Back on credit issues

Escrito el 6 marzo 2008 por Juan Toro en Financial Markets

The liquidity crisis is back with vengeance. Recent episodes of high LIBOR rates are been resurrected this week and new calls to calm the markets are needed. This increase in risk aversion is taking place almost in any asset, with fixed income assets been those where movement are sharpest.
If we take the case of Europe the level of awareness in happening almost everywhere and even affecting sovereigns (debt issued by governments). Investors have been selling Italian and Greek bonds in signs of panic. This asset reallocation is been recommended from some banks such as BNP or Goldman, leading to spreads of this debt against the German bund of over 52 basis. This spread should be zero because of the European Monetary Union, the existence of a single currency and the sovereign quality of both assets (Greek/Italian debt versus European bonds). People are getting refuge in the classic assets gold or the Swiss franc to name a few. European money markets are on the high again and rates at which Euro zone banks lend to each other has gone over 4.4 %. This implies forty basis point of premium over target despite the efforts from the European Central Bank to grease money markets with floods of liquidity.

In Britain, money markets are also on fire and new actions are expected from the Bank of England (BoE). The Bank of England will probably put aside any moral hazard considerations and will be as aggressive as needed to avoid any new Northern Rock case. There has already been pain in the banks and moral hazard punishments can wait. The Bank of England will probably raise and renew the three months repurchase operations that offered in December. Sterling London interbank rates are at two months high and with similar premium over target as those seen in Europe. Broader collateral in repo operations and an increase of the amount of reserves in its regular repo operations are some of the measures that the BoE is thinking of implementing.

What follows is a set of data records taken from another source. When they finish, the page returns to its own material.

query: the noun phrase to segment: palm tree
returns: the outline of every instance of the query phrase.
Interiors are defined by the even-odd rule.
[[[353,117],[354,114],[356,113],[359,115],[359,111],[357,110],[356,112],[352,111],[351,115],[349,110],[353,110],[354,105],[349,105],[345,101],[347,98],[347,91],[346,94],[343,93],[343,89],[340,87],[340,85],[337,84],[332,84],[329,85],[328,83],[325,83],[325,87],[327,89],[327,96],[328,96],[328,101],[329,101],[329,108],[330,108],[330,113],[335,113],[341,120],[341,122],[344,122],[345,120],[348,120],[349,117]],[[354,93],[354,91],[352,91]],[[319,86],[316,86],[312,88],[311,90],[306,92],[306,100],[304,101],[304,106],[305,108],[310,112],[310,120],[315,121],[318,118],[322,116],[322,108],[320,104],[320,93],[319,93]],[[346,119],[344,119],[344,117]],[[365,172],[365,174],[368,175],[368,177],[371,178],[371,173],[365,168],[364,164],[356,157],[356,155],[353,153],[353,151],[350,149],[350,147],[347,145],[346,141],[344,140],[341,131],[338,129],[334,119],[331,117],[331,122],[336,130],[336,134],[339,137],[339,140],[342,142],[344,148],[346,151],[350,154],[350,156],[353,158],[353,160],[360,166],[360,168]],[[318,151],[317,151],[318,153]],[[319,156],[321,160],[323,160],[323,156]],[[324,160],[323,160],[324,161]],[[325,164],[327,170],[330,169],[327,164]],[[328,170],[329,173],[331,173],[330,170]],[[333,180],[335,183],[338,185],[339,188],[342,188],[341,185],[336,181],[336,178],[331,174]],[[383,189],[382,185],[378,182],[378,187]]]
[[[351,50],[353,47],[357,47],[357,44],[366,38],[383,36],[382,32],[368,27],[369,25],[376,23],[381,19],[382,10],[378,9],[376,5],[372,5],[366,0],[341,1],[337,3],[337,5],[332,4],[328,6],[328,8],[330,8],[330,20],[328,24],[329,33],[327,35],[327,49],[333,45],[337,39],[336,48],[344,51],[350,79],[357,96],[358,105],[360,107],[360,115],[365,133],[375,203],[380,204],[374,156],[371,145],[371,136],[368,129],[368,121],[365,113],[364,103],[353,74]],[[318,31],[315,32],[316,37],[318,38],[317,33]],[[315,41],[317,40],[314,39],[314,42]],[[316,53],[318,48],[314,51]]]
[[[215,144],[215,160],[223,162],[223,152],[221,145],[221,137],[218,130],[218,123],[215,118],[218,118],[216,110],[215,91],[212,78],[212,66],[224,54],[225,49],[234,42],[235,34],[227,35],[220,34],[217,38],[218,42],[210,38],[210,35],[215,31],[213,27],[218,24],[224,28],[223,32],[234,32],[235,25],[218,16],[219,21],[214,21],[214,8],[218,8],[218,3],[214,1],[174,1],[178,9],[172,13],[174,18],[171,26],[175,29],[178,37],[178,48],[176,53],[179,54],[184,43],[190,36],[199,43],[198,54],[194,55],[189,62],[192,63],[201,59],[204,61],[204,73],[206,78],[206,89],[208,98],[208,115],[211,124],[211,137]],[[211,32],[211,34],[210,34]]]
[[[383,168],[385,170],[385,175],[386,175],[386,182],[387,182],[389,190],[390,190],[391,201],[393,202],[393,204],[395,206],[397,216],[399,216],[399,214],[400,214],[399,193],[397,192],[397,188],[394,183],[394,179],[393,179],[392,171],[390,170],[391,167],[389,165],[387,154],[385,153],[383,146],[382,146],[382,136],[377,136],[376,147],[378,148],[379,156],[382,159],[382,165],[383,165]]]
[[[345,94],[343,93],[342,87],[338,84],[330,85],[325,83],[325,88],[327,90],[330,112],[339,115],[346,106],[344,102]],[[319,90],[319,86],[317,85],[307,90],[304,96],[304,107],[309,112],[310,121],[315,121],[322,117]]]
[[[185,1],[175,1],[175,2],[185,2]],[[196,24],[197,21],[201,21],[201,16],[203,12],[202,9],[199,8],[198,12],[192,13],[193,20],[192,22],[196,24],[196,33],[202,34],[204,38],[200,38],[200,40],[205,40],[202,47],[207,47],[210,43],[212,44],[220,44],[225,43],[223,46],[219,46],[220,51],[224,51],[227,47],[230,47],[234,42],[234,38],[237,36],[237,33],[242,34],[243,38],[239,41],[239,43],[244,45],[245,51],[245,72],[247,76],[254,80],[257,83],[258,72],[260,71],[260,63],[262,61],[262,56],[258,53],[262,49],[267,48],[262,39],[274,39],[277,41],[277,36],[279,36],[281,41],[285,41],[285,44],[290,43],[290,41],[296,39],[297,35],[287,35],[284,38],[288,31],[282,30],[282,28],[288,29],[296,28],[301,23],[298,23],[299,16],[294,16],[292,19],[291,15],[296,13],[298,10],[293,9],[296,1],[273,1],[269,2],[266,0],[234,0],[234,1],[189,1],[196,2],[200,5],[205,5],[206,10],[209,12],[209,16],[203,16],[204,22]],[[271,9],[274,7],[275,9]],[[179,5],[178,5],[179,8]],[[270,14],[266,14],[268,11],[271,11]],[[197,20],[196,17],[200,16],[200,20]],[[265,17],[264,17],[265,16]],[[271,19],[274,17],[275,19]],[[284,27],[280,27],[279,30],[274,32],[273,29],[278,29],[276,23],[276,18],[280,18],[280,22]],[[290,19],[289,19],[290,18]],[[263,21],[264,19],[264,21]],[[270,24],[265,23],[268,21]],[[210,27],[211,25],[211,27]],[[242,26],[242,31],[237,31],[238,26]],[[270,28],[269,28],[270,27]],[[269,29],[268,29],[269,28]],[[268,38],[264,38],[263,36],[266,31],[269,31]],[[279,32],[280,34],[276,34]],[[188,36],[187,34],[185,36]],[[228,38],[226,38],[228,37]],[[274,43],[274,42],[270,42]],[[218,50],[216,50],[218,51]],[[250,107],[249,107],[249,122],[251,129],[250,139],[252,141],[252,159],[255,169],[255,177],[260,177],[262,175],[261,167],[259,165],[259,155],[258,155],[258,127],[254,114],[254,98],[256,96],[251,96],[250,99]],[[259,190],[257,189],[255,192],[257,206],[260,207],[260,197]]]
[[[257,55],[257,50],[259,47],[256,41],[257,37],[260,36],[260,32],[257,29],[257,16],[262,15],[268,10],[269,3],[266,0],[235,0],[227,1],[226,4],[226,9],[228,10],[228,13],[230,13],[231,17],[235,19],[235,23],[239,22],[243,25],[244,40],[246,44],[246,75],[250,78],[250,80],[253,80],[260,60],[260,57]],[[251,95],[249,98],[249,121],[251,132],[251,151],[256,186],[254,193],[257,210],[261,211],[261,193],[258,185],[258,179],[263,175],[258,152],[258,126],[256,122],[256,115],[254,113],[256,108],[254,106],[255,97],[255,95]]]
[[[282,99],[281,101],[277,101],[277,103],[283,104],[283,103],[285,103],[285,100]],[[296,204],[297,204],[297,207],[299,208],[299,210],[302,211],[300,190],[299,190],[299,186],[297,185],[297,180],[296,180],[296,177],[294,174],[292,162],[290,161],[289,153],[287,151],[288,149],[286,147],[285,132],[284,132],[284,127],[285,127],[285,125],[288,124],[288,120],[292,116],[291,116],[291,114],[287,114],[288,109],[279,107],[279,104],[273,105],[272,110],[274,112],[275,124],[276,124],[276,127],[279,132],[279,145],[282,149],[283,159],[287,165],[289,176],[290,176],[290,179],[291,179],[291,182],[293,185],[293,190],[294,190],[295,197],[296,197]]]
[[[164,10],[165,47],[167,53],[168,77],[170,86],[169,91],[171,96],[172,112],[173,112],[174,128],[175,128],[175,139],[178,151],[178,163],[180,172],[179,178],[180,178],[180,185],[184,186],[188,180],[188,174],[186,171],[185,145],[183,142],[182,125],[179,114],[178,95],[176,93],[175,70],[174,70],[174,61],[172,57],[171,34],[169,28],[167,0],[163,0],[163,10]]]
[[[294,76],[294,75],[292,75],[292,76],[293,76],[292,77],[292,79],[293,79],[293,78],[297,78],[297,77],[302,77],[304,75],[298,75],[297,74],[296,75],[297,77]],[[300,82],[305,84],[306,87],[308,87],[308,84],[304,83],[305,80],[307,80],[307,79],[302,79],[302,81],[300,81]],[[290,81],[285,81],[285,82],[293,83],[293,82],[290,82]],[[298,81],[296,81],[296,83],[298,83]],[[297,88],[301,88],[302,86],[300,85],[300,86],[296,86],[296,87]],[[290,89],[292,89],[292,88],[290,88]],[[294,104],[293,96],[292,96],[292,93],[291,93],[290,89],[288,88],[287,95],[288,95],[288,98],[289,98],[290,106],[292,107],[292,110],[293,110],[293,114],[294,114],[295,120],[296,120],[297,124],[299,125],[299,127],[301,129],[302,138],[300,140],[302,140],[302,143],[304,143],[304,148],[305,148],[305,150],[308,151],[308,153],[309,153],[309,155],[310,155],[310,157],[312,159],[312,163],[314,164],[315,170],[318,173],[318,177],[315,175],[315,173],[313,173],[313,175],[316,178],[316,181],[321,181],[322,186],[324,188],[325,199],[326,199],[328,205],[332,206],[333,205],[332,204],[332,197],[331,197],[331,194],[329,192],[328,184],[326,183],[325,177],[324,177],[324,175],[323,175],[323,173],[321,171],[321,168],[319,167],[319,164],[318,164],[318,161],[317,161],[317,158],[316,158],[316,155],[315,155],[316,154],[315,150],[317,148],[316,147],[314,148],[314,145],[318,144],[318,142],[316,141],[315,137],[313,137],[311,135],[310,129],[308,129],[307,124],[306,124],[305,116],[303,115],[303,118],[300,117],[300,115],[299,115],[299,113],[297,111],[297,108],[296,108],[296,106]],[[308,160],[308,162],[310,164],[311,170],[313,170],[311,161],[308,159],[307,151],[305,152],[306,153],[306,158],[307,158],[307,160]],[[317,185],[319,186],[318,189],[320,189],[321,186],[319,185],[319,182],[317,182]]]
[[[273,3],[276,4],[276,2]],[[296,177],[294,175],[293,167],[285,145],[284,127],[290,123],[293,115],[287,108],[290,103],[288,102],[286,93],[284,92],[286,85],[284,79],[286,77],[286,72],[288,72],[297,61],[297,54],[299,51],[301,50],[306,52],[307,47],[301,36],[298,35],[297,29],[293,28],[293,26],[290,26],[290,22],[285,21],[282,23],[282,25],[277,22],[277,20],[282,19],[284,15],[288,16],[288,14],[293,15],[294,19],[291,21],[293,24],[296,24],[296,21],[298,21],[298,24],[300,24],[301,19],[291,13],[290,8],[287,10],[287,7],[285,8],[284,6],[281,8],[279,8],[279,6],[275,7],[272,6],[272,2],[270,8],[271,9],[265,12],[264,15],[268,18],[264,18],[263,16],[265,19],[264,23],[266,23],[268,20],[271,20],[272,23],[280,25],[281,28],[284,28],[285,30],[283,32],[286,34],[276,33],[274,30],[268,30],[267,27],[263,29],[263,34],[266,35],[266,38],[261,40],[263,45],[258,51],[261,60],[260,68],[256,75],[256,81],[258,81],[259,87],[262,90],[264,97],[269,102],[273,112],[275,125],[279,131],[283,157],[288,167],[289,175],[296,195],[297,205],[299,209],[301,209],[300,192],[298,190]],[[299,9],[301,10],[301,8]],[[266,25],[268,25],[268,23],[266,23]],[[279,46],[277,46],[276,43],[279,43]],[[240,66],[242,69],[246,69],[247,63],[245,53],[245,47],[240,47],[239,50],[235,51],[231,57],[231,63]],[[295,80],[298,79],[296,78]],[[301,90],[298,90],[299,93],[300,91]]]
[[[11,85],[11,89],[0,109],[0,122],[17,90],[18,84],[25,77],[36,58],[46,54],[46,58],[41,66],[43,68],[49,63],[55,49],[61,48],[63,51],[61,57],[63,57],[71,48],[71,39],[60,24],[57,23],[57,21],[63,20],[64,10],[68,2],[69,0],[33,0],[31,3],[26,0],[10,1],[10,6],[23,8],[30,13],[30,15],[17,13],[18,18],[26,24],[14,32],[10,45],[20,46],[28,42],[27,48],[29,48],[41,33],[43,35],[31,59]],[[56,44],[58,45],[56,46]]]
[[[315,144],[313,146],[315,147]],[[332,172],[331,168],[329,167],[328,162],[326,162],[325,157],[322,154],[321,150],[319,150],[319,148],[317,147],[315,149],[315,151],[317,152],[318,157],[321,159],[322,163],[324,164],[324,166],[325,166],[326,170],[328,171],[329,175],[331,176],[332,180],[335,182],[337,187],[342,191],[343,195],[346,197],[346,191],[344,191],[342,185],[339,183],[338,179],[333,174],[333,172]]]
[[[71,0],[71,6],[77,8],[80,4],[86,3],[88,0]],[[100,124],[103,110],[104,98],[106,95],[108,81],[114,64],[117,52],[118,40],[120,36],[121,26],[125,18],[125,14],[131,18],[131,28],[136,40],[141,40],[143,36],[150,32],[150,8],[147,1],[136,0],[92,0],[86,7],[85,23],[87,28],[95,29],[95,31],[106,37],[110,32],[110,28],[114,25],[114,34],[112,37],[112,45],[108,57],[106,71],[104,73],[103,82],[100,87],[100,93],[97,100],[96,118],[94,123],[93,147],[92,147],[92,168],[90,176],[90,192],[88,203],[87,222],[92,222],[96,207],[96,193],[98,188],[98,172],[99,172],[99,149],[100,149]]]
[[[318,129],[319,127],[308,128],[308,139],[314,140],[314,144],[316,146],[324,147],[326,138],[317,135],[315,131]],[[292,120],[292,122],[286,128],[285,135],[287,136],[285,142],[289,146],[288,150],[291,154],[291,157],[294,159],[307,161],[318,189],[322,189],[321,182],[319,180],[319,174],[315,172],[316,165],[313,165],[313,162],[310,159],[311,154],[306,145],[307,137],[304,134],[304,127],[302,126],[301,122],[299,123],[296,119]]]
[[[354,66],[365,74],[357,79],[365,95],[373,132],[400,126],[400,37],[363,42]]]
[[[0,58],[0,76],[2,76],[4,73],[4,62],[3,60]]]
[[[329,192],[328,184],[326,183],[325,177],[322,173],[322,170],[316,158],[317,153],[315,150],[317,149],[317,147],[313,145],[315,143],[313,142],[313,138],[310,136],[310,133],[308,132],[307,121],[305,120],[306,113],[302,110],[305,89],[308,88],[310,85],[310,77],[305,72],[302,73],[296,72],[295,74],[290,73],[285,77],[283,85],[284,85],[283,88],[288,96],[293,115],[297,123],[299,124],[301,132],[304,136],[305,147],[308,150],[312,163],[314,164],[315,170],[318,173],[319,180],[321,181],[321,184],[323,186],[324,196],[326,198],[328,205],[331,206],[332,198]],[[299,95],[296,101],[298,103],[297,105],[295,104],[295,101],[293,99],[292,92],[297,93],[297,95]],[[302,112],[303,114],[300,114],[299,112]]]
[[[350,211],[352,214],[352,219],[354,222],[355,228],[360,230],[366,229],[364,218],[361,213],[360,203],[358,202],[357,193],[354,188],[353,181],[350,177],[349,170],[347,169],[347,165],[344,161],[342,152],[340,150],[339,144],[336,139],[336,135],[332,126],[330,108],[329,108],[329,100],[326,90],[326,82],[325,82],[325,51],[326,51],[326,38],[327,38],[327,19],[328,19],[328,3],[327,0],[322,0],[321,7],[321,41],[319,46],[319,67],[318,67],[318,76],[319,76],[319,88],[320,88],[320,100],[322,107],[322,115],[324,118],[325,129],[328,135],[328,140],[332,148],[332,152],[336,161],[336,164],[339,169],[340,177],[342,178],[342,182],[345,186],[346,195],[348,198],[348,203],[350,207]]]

On the other side of the Atlantic things are not very different. We should say they are worse that out here in Europe. Close to the core the heat is higher! LIBOR are high, swap spreads are at record levels (though these days every day a new record figure is set), the cost of insuring corporate debt through credit default swaps is soaring, municipalities are rising money without taking any insurance (who cares about monolines which cannot insurance what they should!) and high yield bonds have risen on average to 7.76 percentage points over Treasury bonds. Not a nice picture. In the meantime there are rumors circulating of explicit government guarantee for Government Sponsored Enterprises (Freddie and Fannie) and Bernanke is asking banks to be lenient with mortgage borrowers.

Central banks And governments are reacting but a lot of bail out is still needed to calm this burning fire.